33 Israel is one of the few countries which has successfully prosecuted organ trafficking under its 2008 law. In 2014-2016, three cases led to convictions:
  • State of Israel vs. Sendler, Wolfman and others: This criminal ring operated in Kosovo,Note Azerbaijan, Sri Lanka and Turkey. The “donors” were from Israel and former Soviet Union republics;
  • State of Israel vs. Ziss, Biton and others: This criminal ring operated in Turkey. The “donors” were from Israel;
  • State of Israel vs. Mordechayev and Shimishishvili: This criminal ring operated in Turkey, Thailand and the Philippines. The “donors” were from former Soviet Union republics.
34 There is debate on whether the maximum prison sentence should be upped to between five and ten years (from the current three).

6 Key challenges and possible policy responses

35 The example of Israel clearly shows that a holistic approach is necessary to solve the problem of organ transplant tourism. At its root, there is a need to close the gap between the demand for and the supply of organs, in the face of desperate people needing an organ whose number will only increase in the future. Criminalising transplant tourism alone is not the answer in my opinion. There also needs to be awareness raising, public debate, properly organised and monitored national transplant systems, as well as full transnational and international co-operation.

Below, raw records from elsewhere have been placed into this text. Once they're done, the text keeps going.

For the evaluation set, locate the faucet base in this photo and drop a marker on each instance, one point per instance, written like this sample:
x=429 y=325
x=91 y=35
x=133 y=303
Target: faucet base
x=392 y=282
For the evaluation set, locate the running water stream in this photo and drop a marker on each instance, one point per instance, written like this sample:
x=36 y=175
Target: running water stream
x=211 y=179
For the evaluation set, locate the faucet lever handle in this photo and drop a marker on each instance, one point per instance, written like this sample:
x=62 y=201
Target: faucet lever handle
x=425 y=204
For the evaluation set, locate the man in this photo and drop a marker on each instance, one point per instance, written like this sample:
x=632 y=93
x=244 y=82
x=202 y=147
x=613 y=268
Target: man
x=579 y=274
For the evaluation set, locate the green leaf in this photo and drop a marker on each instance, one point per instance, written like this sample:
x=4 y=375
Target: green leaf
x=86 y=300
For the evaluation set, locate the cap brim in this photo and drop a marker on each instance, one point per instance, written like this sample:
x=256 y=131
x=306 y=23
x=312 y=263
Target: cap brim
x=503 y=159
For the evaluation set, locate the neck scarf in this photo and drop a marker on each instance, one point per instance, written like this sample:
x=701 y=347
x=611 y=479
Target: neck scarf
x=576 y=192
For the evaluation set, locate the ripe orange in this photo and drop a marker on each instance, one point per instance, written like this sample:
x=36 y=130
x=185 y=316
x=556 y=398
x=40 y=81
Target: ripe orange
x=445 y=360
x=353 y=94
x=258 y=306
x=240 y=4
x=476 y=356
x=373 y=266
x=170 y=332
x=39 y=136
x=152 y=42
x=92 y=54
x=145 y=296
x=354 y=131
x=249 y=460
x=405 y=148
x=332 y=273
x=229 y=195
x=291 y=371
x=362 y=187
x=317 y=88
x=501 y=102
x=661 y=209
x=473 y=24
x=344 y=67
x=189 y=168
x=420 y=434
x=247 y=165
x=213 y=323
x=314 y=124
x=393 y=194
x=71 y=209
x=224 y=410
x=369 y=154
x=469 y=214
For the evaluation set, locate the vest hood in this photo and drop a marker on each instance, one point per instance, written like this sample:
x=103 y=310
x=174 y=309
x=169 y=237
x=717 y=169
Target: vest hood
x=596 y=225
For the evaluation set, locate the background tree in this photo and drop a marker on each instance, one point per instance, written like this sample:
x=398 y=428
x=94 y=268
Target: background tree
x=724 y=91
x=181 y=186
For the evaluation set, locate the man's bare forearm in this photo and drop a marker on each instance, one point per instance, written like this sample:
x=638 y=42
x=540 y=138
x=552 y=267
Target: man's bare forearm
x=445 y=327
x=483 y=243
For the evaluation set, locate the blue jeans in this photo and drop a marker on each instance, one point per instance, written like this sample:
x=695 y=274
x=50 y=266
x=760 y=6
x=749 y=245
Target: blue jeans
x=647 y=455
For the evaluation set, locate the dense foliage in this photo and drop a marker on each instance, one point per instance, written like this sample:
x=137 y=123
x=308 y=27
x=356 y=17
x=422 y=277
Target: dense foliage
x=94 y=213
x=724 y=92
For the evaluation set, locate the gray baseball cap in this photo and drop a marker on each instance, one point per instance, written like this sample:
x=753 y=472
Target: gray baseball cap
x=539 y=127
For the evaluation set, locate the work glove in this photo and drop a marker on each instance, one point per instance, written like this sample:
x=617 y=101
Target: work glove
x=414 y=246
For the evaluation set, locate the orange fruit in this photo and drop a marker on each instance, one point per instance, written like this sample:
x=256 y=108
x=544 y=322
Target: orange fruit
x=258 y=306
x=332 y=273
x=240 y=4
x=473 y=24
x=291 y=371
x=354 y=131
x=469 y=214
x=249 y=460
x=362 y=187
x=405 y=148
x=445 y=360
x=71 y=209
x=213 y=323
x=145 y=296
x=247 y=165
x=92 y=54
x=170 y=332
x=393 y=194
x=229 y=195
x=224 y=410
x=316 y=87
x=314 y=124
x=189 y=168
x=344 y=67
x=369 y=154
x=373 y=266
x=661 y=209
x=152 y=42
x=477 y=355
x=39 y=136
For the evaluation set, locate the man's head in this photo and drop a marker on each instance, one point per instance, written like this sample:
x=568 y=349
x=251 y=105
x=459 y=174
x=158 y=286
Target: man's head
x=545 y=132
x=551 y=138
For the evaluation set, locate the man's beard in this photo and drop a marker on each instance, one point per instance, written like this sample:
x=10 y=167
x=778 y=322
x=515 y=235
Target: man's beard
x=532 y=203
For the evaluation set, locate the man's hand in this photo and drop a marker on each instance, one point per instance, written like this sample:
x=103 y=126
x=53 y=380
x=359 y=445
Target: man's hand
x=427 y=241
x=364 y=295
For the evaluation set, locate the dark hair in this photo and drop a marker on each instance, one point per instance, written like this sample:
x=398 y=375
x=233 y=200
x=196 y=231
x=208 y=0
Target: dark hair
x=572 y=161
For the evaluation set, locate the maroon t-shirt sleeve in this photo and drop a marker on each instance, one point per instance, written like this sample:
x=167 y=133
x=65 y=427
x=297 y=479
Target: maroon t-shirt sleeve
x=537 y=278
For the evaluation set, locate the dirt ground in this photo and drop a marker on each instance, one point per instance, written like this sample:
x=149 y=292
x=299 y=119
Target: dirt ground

36 What policy responses should such a holistic approach therefore entail? I would see the need for member States to:
  • sign, ratify and implement all relevant global and Council of Europe Conventions;
  • develop and improve existing transplant programmes in accordance with good practice examples, through professional education and training and collaboration across countries, with the aim of striving for national self-sufficiency in organ donation and transplantation;
  • develop and implement population-based prevention strategies to prevent (and treat) organ failure in the first place;
  • improve transplant oversight through intergovernmental efforts, in Europe and globally;
  • effectively combat trafficking in human beings for the purpose of organ removal, and trafficking in organs, including through transnational and international co-operation, while ensuring adequate protection and assistance of victims.
37 There is an urgent need to strengthen the role of national parliaments in tackling organ transplant tourism. Parliaments have a vital role to play in promoting public awareness, adopting relevant legislation and ratifying international legal instruments, and monitoring their effective implementation.
38 In view of the global nature of the phenomenon of organ transplant tourism, all states interested in joining the fight should be invited to do so, but particularly Council of Europe observer states and the states whose parliaments hold observer or partner for democracy status with the Assembly. They are invited to accede to the relevant Council of Europe Conventions open to them.